L’essai a mis en évidence une baisse du taux de légumineuses par rapport au témoin dès l’apport d’une dose de deux fois 45 kgN/ha en première année. En corrélation, le taux de MAT a baissé par rapport au témoin de 1 à 3 % en fonction de la dose apportée.  

Les expérimentateurs ont ensuite regardé l’effet d'un apport d’azote la première année VS l'attente de la deuxième année pour fertiliser. « Quand on attend la deuxième année pour fertiliser, on observe une légère baisse du rendement cumulé sur les trois ans. Cette baisse représente environ 2 tMS/ha sur les 27 à 30 tMS/ha produites sur les trois années de fauche de la prairie et elle n’est pas statistiquement significative. » Par contre, cela permet d’améliorer significativement le taux de légumineuses, et avec lui le taux de MAT. En particulier, la modalité avec pas d’apport en première année et deux apports de 45 unités en deuxième année fait passer de 27 à 46 % le taux de légumineuses et de 13 à 14 % le taux de MAT (par rapport à la même dose apportée en première année).

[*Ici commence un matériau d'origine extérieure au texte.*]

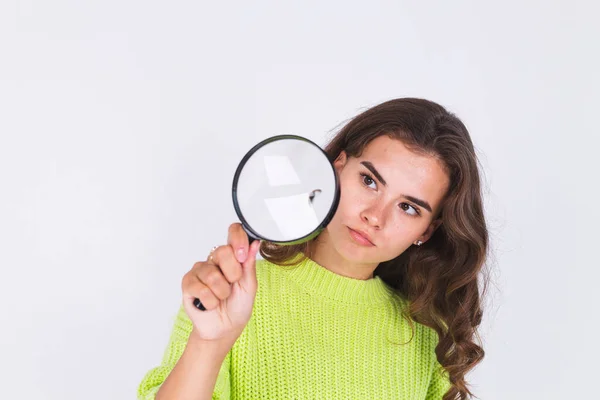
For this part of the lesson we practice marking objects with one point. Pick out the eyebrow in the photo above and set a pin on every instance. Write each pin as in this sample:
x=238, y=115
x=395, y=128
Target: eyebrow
x=416, y=200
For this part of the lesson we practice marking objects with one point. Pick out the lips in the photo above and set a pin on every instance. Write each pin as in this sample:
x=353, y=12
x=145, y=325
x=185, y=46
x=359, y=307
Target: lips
x=361, y=237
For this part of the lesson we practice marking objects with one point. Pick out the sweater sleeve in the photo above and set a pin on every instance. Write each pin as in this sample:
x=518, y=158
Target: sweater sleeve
x=439, y=384
x=182, y=328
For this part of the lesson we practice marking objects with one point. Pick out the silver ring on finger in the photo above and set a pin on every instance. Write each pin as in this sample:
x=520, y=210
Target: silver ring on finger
x=211, y=252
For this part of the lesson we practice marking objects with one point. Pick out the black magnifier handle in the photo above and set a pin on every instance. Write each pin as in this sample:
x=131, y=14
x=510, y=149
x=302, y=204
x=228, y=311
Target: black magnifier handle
x=312, y=194
x=197, y=303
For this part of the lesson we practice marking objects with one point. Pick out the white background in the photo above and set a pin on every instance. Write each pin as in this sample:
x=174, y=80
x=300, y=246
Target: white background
x=122, y=123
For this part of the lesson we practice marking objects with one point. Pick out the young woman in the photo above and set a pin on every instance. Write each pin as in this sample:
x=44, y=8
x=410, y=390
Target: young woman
x=383, y=304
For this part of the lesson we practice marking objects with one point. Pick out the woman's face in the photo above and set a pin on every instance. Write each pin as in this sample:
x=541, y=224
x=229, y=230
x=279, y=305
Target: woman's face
x=386, y=193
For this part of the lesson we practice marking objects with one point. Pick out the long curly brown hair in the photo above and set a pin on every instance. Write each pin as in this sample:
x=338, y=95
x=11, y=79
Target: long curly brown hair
x=439, y=279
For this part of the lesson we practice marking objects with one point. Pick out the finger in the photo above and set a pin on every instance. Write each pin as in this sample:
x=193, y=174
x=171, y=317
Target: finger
x=238, y=240
x=249, y=267
x=211, y=276
x=224, y=258
x=193, y=288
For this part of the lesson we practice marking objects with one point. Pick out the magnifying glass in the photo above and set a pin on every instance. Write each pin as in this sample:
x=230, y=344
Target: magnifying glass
x=285, y=191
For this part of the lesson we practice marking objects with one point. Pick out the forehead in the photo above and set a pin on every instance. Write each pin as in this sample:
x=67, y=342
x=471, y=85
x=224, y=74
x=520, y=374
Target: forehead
x=407, y=172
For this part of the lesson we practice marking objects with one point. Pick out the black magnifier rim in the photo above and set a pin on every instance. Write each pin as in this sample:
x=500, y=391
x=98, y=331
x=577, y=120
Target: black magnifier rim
x=241, y=165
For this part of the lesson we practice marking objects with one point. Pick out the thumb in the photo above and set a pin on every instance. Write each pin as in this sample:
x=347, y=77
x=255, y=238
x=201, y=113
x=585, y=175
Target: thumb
x=249, y=266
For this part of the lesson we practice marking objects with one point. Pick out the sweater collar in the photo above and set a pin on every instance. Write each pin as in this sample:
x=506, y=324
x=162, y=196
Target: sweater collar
x=319, y=281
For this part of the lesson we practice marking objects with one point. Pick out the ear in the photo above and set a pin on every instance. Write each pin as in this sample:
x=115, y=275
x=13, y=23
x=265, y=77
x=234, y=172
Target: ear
x=340, y=161
x=430, y=230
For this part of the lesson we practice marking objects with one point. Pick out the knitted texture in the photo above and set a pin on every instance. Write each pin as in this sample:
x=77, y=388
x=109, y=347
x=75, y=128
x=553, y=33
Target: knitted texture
x=314, y=334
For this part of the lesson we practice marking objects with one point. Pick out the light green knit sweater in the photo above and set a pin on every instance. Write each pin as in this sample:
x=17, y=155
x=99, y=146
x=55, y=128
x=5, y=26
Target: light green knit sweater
x=314, y=334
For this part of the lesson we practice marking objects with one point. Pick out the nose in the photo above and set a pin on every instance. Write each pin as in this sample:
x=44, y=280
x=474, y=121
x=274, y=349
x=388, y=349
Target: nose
x=373, y=215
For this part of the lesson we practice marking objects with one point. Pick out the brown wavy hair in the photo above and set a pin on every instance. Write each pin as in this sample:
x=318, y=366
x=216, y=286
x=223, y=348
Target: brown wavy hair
x=439, y=279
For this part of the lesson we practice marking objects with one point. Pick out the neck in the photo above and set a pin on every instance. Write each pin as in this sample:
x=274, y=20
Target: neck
x=324, y=253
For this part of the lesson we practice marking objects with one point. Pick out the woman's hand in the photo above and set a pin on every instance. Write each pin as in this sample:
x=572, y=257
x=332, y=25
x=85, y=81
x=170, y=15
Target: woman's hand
x=226, y=285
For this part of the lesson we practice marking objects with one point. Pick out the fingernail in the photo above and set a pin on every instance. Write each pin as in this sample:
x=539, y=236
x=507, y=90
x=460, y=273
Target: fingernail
x=241, y=254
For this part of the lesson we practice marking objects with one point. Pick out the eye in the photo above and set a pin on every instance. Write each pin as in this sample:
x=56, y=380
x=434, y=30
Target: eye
x=407, y=207
x=368, y=181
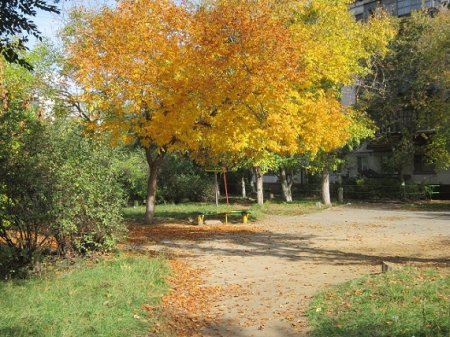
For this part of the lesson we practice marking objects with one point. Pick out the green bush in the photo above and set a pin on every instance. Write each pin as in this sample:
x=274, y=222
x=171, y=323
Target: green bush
x=89, y=197
x=132, y=173
x=54, y=184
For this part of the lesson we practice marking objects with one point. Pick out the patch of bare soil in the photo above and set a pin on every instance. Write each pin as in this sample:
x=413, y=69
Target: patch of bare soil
x=258, y=280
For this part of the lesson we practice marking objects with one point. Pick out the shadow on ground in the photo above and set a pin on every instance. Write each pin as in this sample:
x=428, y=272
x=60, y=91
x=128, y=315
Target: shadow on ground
x=244, y=241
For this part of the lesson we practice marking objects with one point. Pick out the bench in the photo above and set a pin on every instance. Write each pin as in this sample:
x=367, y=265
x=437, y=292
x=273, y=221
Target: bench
x=244, y=216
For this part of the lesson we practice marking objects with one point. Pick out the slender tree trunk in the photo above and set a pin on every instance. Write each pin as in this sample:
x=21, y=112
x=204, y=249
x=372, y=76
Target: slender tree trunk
x=326, y=187
x=252, y=182
x=154, y=164
x=259, y=186
x=216, y=188
x=286, y=184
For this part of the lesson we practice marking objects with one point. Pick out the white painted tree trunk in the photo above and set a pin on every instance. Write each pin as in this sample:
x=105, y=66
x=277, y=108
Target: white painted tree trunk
x=326, y=188
x=286, y=184
x=259, y=186
x=154, y=164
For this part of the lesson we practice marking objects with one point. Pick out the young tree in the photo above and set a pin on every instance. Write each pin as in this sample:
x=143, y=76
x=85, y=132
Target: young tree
x=134, y=62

« En synthétisant les résultats de cet essai, nous concluons que la dose idéale du premier apport se trouve entre deux apports de 30 kgN/ha et deux apports de 45 kgN/ha. Ces modalités donnent les meilleurs rendements et les meilleurs taux de légumineuses. » Ce premier apport d’azote peut être fait la première année ou la deuxième année. « Dans la situation de cet essai - avec des légumineuses très bien implantées, fertiliser dès la première année a été intéressant pour favoriser le rendement. On peut supposer que si les légumineuses sont mal implantées, et que leur taux n’est pas à la hauteur recherchée en première année, il est préférable d’attendre la deuxième année pour commencer à apporter de l’azote.»

Une approche économique avec un coût de l’azote faible (conjoncture 2017) ou un coût de l’azote très élevé (conjoncture 2021) a montré que cette préconisation aboutit à un coût de la tonne de matière sèche récoltée sur trois ans parmi les plus faibles par rapport aux autres modalités testées dans cette essai. 

Un apport d’azote après la première coupe est bien valorisé

Cet essai a aussi montré qu’un apport d’azote de 30 unités dans les dix jours après la première coupe fait baisser le pourcentage de légumineuses du second cycle, mais que cette baisse est légère (de 8 % environ). Et cette fertilisation permet d’améliorer le rendement grâce au développement des graminées (de +0,4 à +0,9 tMS/ha sur le second cycle en première et en deuxième année d’exploitation). D’après ce résultat, un apport d’azote dans les dix jours après la première fauche est donc plutôt bien valorisé.

Arvalis a aussi regardé si retarder le premier apport d’azote permet aux légumineuses de mieux se développer, en leur laissant un peu plus de temps en sortie d’hiver pour reprendre leur développement. Ceci en comparant sur la première coupe en première année la modalité avec un seul apport de 60 kgN/ha à 200 °jour à celle avec un seul apport à 400 °jour. « On a observé le contraire : il y a eu moins de légumineuses avec l’apport à 400 °jour. Mais ceci peut s’expliquer par les conditions particulières de l’année 2018 qui n’ont pas permis une bonne valorisation de l’apport d’azote à 200 °jour. » Affaire à suivre donc.